Today one of my favorite actors died - Philip Seymour Hoffman. What an absolute tragedy for such a talented kind man to pass from something as tragic as a drug overdose. It does not seem that long ago either that one of my other favorite actors, Health Ledger, died in much the same way too. There have been many before, and so sadly, probably more to follow in the future too. Often I think about this. What is it about actors that makes them to turn to drugs, and worst still for some, suicide? What is actually going on within their mind?
To answer this, we really have to look inside the mind of an actor. The role of an actor (especially the elite ones) often walks a very fine line between reality and illusion. Take Heath Ledger for example. He died whilst filming The Dark Knight. By all reports Heath just completely absorbed himself in this role, taking on as much of the character in his own self off the screen as he did on the screen. Philip Seymour Hoffman played many equally demanding roles throughout his career too, including his current unfinished role in the final Hunger Games film. The quote below from Australian Oscar-winning director Adam Elliot sums Philip up perfectly:
"He was like Meryl Streep, he was a real chameleon and could just get the character so quickly and he was so authentic too."
It must be very hard as an actor to draw the line between 'who they are' and 'who their character is'. Constantly switching roles from movie to movie, and spending more time impersonating other people than they spend being themselves must leave such a significant impact on one's mental wellbeing. I believe this has to have something to do why many actors seek drugs as an escape or way of 'switching off'.

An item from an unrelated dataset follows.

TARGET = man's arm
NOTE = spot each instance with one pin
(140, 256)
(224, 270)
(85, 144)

Often when I take people into hypnosis I get them to imagine that they are the main character in a movie. Doing this helps the client become an observer of whatever it is they are doing and trying to fix. The reason for this is that it separates them from emotional attachment and allows a different perspective of their actions they would not usually see. This is very effective to help people break free of negative behaviors. Sometimes I think actors (especially those that cannot 'switch off') are constantly stuck in a similar type of pattern - only it becomes their reality. Here I believe they are constantly an observer of their 'true self' and actually playing out their 'character self' in real life depending on what role they are currently participating in. This must be so hard and confusing to deal with. Their perspective of self must become so construed that it is only once they can switch off their conscious processes, that they can come back to their real self. Unfortunately many actors (and other creative people) end up turning to drugs as a way of facilitating this. All in all it is such a tragedy and a hidden price to pay for what are often the best performances.